Mozilla's VP of Technology Strategy, Sean White, writes:
I'm excited to announce the initial release of Mozilla's open source speech recognition model that has an accuracy approaching what humans can perceive when listening to the same recordings... There are only a few commercial quality speech recognition services available, dominated by a small number of large companies. This reduces user choice and available features for startups, researchers or even larger companies that want to speech-enable their products and services. This is why we started DeepSpeech as an open source project.
Together with a community of likeminded developers, companies and researchers, we have applied sophisticated machine learning techniques and a variety of innovations to build a speech-to-text engine that has a word error rate of just 6.5% on LibriSpeech's test-clean dataset. vIn our initial release today, we have included pre-built packages for Python, NodeJS and a command-line binary that developers can use right away to experiment with speech recognition.

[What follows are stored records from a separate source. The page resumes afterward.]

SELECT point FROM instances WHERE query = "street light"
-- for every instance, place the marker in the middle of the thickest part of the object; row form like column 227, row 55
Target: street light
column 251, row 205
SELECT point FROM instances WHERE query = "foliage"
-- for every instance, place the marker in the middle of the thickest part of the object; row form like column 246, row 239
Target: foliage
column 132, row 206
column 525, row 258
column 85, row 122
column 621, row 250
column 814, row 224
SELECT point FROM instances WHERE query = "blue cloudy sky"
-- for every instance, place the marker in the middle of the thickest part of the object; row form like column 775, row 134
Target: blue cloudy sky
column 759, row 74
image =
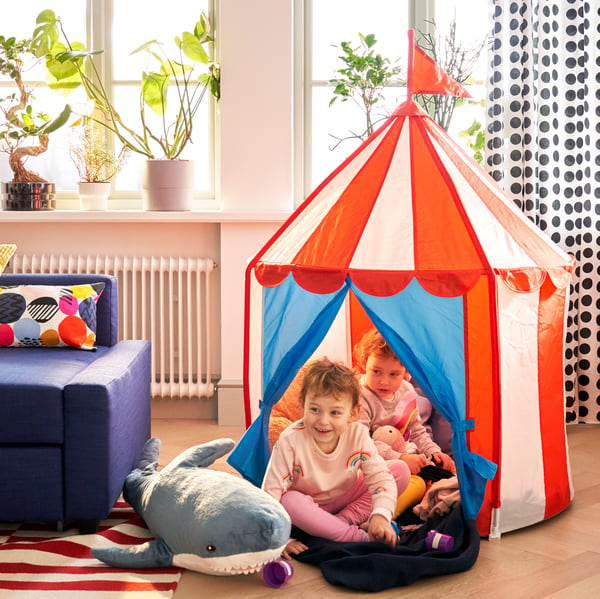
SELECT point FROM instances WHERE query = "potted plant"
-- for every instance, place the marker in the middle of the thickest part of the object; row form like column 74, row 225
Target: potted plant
column 25, row 130
column 188, row 76
column 95, row 162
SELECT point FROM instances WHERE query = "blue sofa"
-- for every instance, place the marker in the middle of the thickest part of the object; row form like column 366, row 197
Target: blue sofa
column 72, row 422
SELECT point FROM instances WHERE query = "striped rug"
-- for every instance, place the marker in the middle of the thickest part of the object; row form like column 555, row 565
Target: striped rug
column 36, row 562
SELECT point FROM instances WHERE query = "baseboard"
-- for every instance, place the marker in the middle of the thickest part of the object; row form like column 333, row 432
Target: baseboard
column 230, row 409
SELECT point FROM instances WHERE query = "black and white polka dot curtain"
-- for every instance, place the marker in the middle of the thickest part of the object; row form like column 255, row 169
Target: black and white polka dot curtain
column 543, row 147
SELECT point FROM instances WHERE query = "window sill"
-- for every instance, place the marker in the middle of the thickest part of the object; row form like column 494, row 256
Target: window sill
column 140, row 216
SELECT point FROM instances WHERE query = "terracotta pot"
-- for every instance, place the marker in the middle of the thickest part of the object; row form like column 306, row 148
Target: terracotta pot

The announcement also touts the release of nearly 400,000 recordings
-- downloadable by anyone -- as the first offering from Project Common Voice
, "the world's second largest publicly available voice dataset." It launched in July "to make it easy for people to donate their voices to a publicly available database, and in doing so build a voice dataset that everyone can use to train new voice-enabled applications." And while they've started with English-language recordings, "we are working hard to ensure that Common Voice will support voice donations in multiple languages beginning in the first half of 2018."
"We at Mozilla believe technology should be open and accessible to all, and that includes voice... As the web expands beyond the 2D page, into the myriad ways where we connect to the Internet through new means like VR, AR, Speech, and languages, we'll continue our mission to ensure the Internet is a global public resource, open and accessible to all."